The findings demonstrate that a marine benthic polychaete, Perinereis vancaurica, actively chews EPS, leading to mechanical fragmentation and the production of micro- and nano-plastics. Concurrently, oxidative chemical modifications and partial depolymerization occur within the gut, as evidenced by increased hydroxyl and carbonyl indices, reduced Mn and Mw, and new NMR/FTIR features. The gut microbiome undergoes a marked shift under EPS feeding, becoming dominated by Acinetobacter (Moraxellaceae) and enriched in Ruegeria (Rhodobacteraceae) and Bacilli, indicating a specialized community potentially adapted to utilize or transform PS-derived substrates. Isolation of representative strains confirmed PS biodegradation in vitro by Acinetobacter johnsonii, Brevibacterium casei, and Ruegeria arenilitoris, causing measurable weight loss, oxidation (carbonyl formation), increased hydrophilicity, reduced thermal stability, and production of PS-derived monomers/oligomers and downstream metabolites. These results align with degradation pathways reported in insect larvae but highlight different dominant taxa in a marine host (Acinetobacter and Ruegeria vs Enterococcus/Pseudomonas commonly seen in insects), suggesting host- and environment-specific microbial consortia. Ecologically, clamworm activity can accelerate EPS fragmentation and introduce microplastics and associated chemicals into marine food webs, as clamworms are prey for higher trophic levels. The study underscores the dual role of mechanical and microbial processes in in situ microplastic generation and early-stage biodegradation in marine settings.

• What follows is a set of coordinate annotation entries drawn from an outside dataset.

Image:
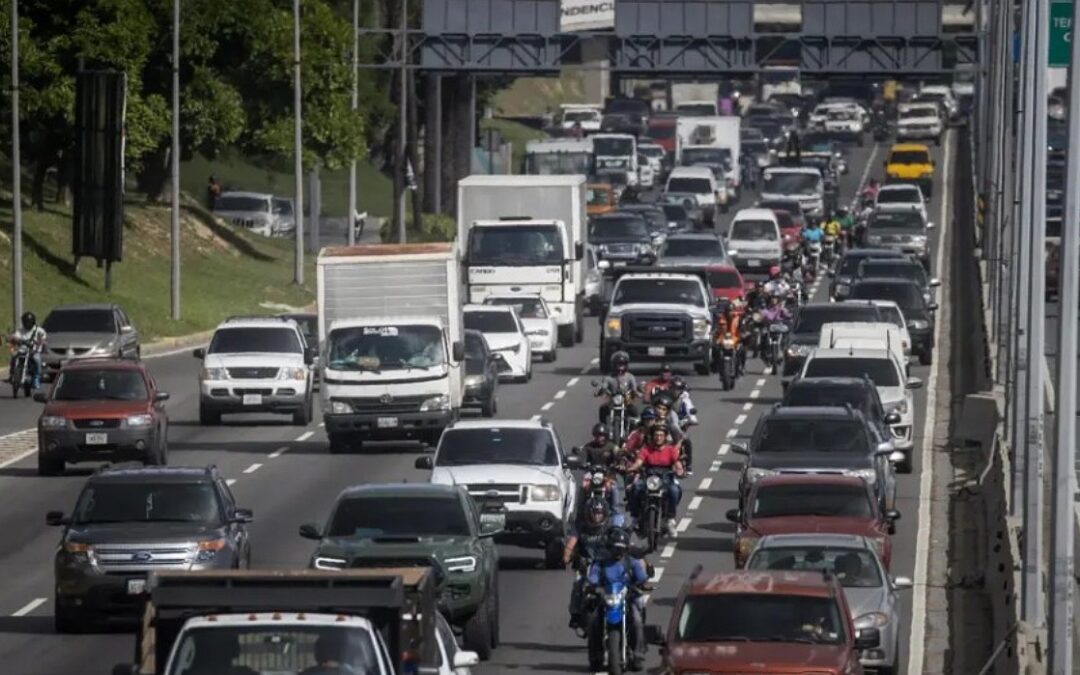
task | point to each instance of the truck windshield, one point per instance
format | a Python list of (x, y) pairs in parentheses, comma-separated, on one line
[(515, 245), (659, 291), (760, 618), (286, 647), (416, 515), (376, 348)]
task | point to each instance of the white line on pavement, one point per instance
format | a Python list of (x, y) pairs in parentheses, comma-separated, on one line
[(25, 609)]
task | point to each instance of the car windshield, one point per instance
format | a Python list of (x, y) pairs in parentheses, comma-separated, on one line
[(658, 291), (754, 230), (760, 618), (129, 501), (80, 321), (618, 228), (491, 445), (515, 245), (104, 385), (881, 370), (846, 500), (784, 434), (854, 568), (779, 183), (366, 517), (289, 649), (389, 347), (701, 247), (261, 339), (811, 319)]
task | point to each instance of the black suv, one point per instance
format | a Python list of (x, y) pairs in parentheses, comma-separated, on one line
[(416, 525), (806, 328), (918, 312), (129, 522)]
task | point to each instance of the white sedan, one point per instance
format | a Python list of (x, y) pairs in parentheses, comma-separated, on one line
[(538, 320), (505, 336)]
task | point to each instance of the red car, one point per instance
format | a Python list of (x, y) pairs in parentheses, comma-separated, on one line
[(763, 622), (808, 503), (102, 409)]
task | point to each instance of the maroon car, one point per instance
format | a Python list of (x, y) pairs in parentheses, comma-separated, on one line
[(809, 503)]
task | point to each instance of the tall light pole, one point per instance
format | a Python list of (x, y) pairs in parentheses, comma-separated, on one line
[(297, 145), (175, 166), (355, 104), (16, 178)]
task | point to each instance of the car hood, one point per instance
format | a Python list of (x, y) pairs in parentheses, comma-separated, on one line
[(771, 658)]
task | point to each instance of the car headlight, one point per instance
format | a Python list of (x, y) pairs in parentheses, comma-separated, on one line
[(545, 493), (463, 564), (442, 402), (135, 421), (322, 562), (52, 421), (612, 327)]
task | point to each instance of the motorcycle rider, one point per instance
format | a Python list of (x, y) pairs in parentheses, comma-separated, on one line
[(34, 336), (617, 566), (620, 380)]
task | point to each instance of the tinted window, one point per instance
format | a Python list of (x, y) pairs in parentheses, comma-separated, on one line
[(460, 447), (881, 370), (379, 516), (80, 321)]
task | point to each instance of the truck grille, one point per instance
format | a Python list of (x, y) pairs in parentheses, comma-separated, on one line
[(658, 328)]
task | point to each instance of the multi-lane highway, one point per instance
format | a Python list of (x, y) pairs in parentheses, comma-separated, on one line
[(287, 477)]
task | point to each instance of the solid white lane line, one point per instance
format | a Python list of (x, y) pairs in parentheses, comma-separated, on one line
[(923, 527), (25, 609)]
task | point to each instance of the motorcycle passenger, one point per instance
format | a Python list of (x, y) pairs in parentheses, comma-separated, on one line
[(617, 566), (659, 454), (34, 337), (620, 380)]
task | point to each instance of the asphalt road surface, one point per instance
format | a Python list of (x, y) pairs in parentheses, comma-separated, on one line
[(285, 474)]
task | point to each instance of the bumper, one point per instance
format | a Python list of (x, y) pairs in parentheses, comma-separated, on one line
[(119, 444), (644, 352), (397, 426)]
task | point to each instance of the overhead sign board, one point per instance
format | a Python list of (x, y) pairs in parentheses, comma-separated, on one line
[(577, 15)]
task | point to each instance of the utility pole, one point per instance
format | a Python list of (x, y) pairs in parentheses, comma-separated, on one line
[(297, 145), (16, 178), (349, 221), (175, 166), (1065, 424)]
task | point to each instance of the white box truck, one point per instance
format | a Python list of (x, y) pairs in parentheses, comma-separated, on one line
[(391, 342), (525, 234)]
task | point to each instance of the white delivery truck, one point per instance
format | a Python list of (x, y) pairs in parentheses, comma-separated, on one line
[(712, 142), (391, 342), (525, 234)]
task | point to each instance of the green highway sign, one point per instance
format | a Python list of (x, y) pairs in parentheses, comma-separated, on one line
[(1061, 32)]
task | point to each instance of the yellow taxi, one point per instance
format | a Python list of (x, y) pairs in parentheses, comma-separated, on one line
[(910, 162)]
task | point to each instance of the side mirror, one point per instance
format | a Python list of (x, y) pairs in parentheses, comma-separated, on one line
[(55, 518)]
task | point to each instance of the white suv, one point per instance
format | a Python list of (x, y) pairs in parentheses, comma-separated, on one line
[(256, 364), (520, 463)]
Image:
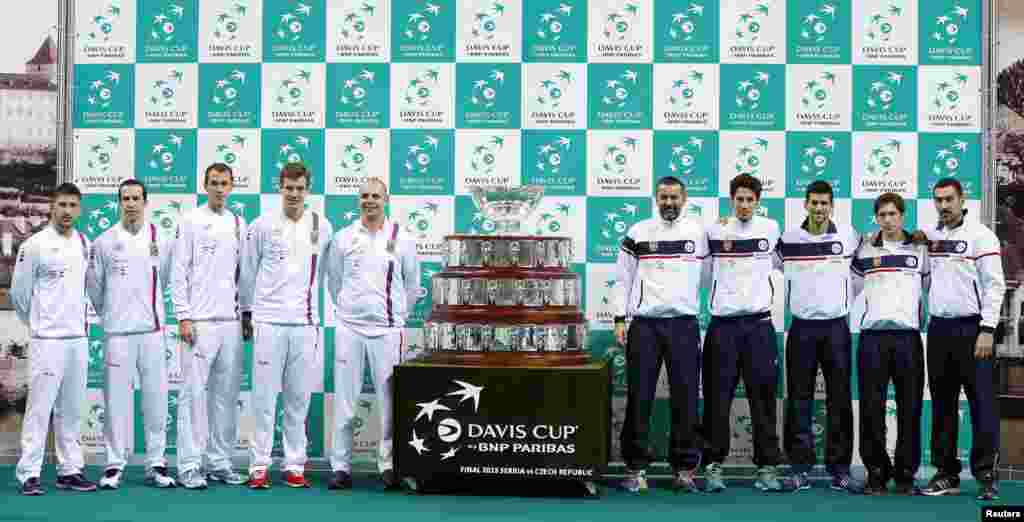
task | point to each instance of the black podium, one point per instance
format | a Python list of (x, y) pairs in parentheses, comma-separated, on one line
[(459, 425)]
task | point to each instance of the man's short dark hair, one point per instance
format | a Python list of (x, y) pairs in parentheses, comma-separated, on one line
[(892, 198), (953, 182), (819, 186), (219, 167), (670, 181), (744, 181), (66, 188), (132, 182)]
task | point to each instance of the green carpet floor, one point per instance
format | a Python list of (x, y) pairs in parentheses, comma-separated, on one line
[(369, 503)]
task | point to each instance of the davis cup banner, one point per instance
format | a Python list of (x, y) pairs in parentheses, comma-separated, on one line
[(594, 99)]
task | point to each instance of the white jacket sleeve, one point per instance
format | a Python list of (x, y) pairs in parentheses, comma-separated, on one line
[(252, 258), (181, 270), (411, 276), (95, 277), (993, 286), (626, 270), (24, 280)]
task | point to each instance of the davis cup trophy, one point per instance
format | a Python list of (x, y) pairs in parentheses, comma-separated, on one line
[(506, 299)]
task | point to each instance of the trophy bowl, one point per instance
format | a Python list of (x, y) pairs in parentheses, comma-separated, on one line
[(507, 206)]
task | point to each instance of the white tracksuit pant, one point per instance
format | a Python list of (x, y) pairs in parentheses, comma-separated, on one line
[(350, 348), (208, 415), (284, 360), (56, 384), (125, 355)]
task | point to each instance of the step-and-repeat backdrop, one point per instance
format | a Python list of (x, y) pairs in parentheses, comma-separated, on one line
[(593, 99)]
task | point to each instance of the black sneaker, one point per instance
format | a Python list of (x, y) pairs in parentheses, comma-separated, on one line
[(77, 482), (942, 483), (390, 480), (340, 480), (987, 488), (32, 487), (876, 485)]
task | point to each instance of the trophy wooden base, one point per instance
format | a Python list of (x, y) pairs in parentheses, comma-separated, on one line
[(506, 359)]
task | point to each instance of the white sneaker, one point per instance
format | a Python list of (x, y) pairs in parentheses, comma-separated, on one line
[(158, 477), (111, 479)]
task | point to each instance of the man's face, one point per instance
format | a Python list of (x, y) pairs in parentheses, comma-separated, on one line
[(294, 192), (132, 204), (218, 186), (949, 205), (819, 208), (66, 209), (890, 218), (671, 200), (744, 202), (373, 199)]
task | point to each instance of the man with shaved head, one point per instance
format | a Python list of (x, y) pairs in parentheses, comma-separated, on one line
[(373, 278)]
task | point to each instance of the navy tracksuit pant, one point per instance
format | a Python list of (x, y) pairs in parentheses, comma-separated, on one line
[(735, 347), (810, 344), (951, 364), (675, 341)]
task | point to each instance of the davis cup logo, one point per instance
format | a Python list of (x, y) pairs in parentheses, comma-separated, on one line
[(684, 90), (485, 92), (551, 92), (355, 157), (104, 23), (485, 22), (947, 26), (162, 92), (354, 93), (947, 94), (684, 157), (549, 156), (816, 25), (292, 91), (165, 24), (817, 93), (101, 91), (749, 91), (615, 224), (227, 93), (229, 22), (684, 25), (420, 90), (484, 159), (881, 24), (418, 24), (419, 221), (948, 160), (815, 160), (616, 93), (292, 153), (292, 23), (420, 157), (448, 429), (619, 24), (882, 159), (163, 155), (616, 157), (750, 24), (749, 157), (882, 93), (353, 25)]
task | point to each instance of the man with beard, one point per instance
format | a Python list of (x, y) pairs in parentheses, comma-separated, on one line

This work reports the first evidence of an EPS-chewing marine benthic polychaete (Perinereis vancaurica) and implicates its gut microbiome in PS biodegradation. EPS ingested by clamworms is fragmented into microplastics and exhibits oxidative modifications and partial depolymerization during gut passage. EPS feeding reshapes the gut microbiome, enriching Acinetobacter and Ruegeria, and isolates of Acinetobacter johnsonii, Brevibacterium casei, and Ruegeria arenilitoris degrade PS in vitro, causing 3.3–3.7% weight loss in 30 days and generating characteristic degradation intermediates. These findings highlight a marine biological pathway contributing to microplastic formation and early-stage biodegradation, with implications for plastic fate and ecological risk in marine ecosystems. Future work should identify specific degradative enzymes and pathways, quantify in situ degradation rates, optimize laboratory conditions to better replicate natural feeding, and assess the generality across Perinereis species and regions.

- The extent of PS depolymerization and weight loss by both the host-associated process and isolated strains over 30 days was modest compared to some terrestrial insect systems, suggesting limited degradation under tested conditions. - Clamworms likely did not rely on EPS as the sole carbon source in nature, potentially constraining biodegradation extent and complicating attribution between mechanical vs biochemical contributions. - Specific enzymes and genetic pathways responsible for EPS degradation in the host and isolates were not identified. - Laboratory EPS-feeding conditions may not fully replicate natural environmental variables; broader ecological relevance and rates remain to be quantified. - The study focuses on one species and location; the ubiquity of this process across Perinereis species and regions requires further investigation.